9.2.19

As estrelas de Bragança




Durante muitos anos, para quem era da minha terra, de Vila Real, a cidade de Bragança quase não existia. A estrada para lá era difícil, as curvas de Murça exigiam, no final, que se bebesse um quarto de Pedras na “Mira”, para atenuar o enjoo, quando, a caminho, se parava em Mirandela, para nos abastecermos das alheiras da Adelina. Às vezes, no percurso, comia-se (e ainda se come bem) no “Maria Rita”, no Romeu, ou, em Macedo, na saudosa “Estalagem do Caçador”, com uma inesquecível e bizarra decoração. Fora essa jornada forçada, que raramente fazia parte dos nossos percursos turísticos, Bragança era apenas o caminho para Espanha (e, em especial, para França), via Quintanilha e Zamora.

Recordo que se chegava a Bragança sempre arrasado, com a vista do castelo (ela aí está!). Era uma terra muito fria no inverno, onde nos cruzávamos com gente de samarra, e uma brasa infernal no verão, com aquelas terras e gentes a viverem uma injusta distância do mundo, que só as estradas do défice e da democracia viriam a atenuar. Vá lá, depois de arribados, havia por ali a simpática Pousada de São Bartolomeu, com uma lareira magnífica. Mas, na sala ao lado, sempre se jantou apenas assim-assim.

Onde se comia em Bragança, nesses tempos dos anos 70? Lembro-me apenas do “Lá em casa”, com coisas de caça, e do “Solar Bragançano”, naquele primeiro andar com ar de pensão de província, junto à Sé, onde se conversava sobre vinhos (pouco variados, então) com o patrão. No resto, que me perdoem, a cidade era um verdadeiro deserto culinário. Um dia, chegou-me a informação de que, fazendo uns quilómetros mais, em Gimonde, o “Dom Roberto” apresentava algumas coisas simpáticas. Ao lado, surgiu depois o “Quatro”. Hoje também há por lá o “Abel”, com excelente posta. 

Mas voltemos a Bragança. Tudo mudou por ali (por aqui, porque hoje estou em Bragança!). A cidade tem hoje um imenso orgulho na renovada Pousada, onde funciona o restaurante do Óscar Gonçalves, como o seu irmão e escanção António Luis a dirigir superiormente a sala. Trata-se do “Restaurante G”, que há semanas obteve uma esplendorosa estrela do Guia Michelin. Para mim, que assisti, ano após ano, à construção desse sucesso, foi uma imensa alegria. E espero que o tenha sido também para Bragança (a medalha de ouro da Câmara Municipal não deve tardar, se é que já não saiu), como o é para todo o Trás-os-Montes. 

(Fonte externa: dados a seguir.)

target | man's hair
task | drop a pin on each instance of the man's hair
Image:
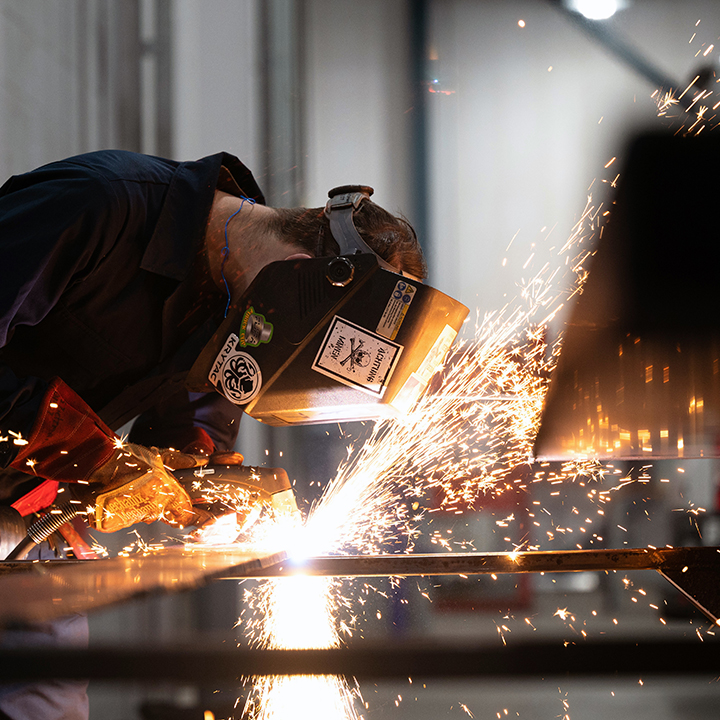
(391, 237)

Esta aventura do “Restaurante G” nasceu de um outro espaço da cidade, o magnífico “Geadas”, dos pais do Óscar e do Tó Luís, onde ambos fizeram a tarimba. O “Geadas”, que conheço há mais de duas décadas, continua excelente, com o Adérito e a dona Iracema nos comandos. 

Mas Bragança, em matéria de restauração, não parou. Ainda hoje, ao almoço, tive a felicidade de experimentar uma casa de primeira qualidade, que recomendo vivamente: a “Tasca do Zé Tuga”, dentro do castelo de Bragança, do chefe Luis Portugal. Posso dizer uma coisa muito sincera? Há já algum tempo que não comia tão bem! E disse isso ao chefe (quando não saio satisfeito, também digo). Um menu de butelo e um lombelo de se lhe tirar o chapéu, com sobremesas altamente criativas. Parabéns!

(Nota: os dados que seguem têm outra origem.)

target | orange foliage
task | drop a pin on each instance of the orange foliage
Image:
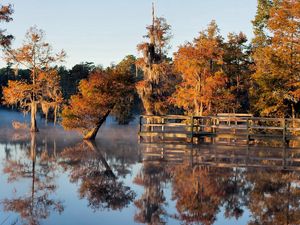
(203, 80)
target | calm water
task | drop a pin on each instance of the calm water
(55, 178)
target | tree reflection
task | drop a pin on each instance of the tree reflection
(198, 192)
(98, 184)
(40, 170)
(151, 204)
(201, 191)
(275, 197)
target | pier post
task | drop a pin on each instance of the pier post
(248, 131)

Mas há mais em Bragança! No centro da cidade, come-se bastantr bem no “Poças” e, fora, na estrada do Portelo, vale a pena uma visita ao “Javali”, num espaço rural muito simpático, e que vi hoje que já tem uma extensão dentro do castelo de Bragança, quiçá para fazer marcação à vizinha “Tasca do Zé Tuga”.

Uma lacuna, de que me penitencio: ainda não fui ao “Porta”, um espaço de cozinha contemporânea da cidade de que me falam muito bem. A vida não dá para tudo.

Amanhã regresso à minha Vila Real que - lamento ter de dizer - fica, nos dias de hoje, muito atrás de Bragança em matéria de restauração.

Hoje, deixemos as tristezas para trás. Fígados ao alto! E viva Bragança!